Pertes de mémoire, troubles du langage, changements de comportement... Tels sont quelques-uns des symptômes de la maladie d'Alzheimer, une maladie neurodégénérative progressive. Les femmes représentent plus de la moitié des personnes atteintes en France (60%), d'après la Fondation pour la recherche médicale. Elles passent pourtant encore trop souvent sous les radars, malgré des symptômes dont elles peuvent (ou leur entourage) se plaindre. Et la raison à ces diagnostics erronés ou trop tardifs est, sans surprise, sexiste.
Antonella Santuccione Chadha a étudié, aux côtés de deux autres expertes, les biais de genre qui sévissent encore dans le domaine médical. Avec Maria Teresa Ferretti et Annemarie Schumacher, la médecin a signé Sex and Gender Differences in Alzheimer's Disease, paru en 2021.
"Grâce à de bonnes capacités linguistiques, les femmes peuvent souvent dissimuler longtemps une légère déficience cognitive, de sorte que même la famille peut avoir le sentiment que tout va bien. D'un autre côté, les patientes qui se présentent avec les premiers signes d'un déclin cognitif ne sont pas toujours prises au sérieux par leurs médecins, et se voient répondre que leurs symptômes sont liés au stress ou à une déprime", explique l'experte pour Heidi.news. "Il s'agit malheureusement d'un biais commun en médecine qui conduit à des mauvais diagnostics."
Les autrices Maud Le Rest et Eva Tapiero pointent d'ailleurs elles aussi le sexisme dans le domaine de la médecine, dans leur ouvrage Les Patientes d'Hippocrate. "On imagine que les femmes dramatisent, elles ne sont pas prises au sérieux et résultat, on minimise leur douleur", analyse Eva Tapiero interrogée par Cheek.
La médecin Antonella Santuccione Chadha estime par ailleurs que certains reflexes devraient être adoptés par les professionnels de santé lorsqu'ils accueillent leurs patientes. "Un médecin qui reçoit une patiente de 60 ans présentant soudainement des signes de dépression devrait toujours se demander s'il y a des cas d'Alzheimer dans la famille", conseille-t-elle.

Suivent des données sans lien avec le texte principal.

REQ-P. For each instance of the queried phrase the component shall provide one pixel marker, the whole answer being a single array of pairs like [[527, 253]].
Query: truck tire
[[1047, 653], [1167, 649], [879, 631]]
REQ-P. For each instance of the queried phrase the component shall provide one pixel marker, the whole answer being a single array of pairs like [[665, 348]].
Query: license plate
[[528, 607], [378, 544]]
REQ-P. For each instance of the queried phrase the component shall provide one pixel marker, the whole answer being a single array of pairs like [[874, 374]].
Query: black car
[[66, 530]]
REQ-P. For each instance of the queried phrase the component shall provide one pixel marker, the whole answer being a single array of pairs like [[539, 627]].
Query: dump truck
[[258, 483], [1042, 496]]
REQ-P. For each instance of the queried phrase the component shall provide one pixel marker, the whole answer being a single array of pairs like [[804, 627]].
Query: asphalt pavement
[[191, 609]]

Et ce sexisme n'opère pas seulement dans les cabinets médicaux. Il existe également dans les laboratoires où les médicaments prescrits pour la maladie d'Alzheimer (mais pas seulement) sont conçus. Les essais cliniques intègrent en effet encore une majorité d'hommes, ce qui a pour conséquence que "la majorité des effets secondaires surviennent chez les femmes", constate la chercheuse.
Pour améliorer le diagnostic chez les femmes, des campagnes de sensibilisation "ciblant les femmes, pour les sensibiliser aux symptômes de la maladie d'Alzheimer, mais aussi pour les professionnels de la santé" devraient être lancées, préconise Antonella Santuccione Chadha.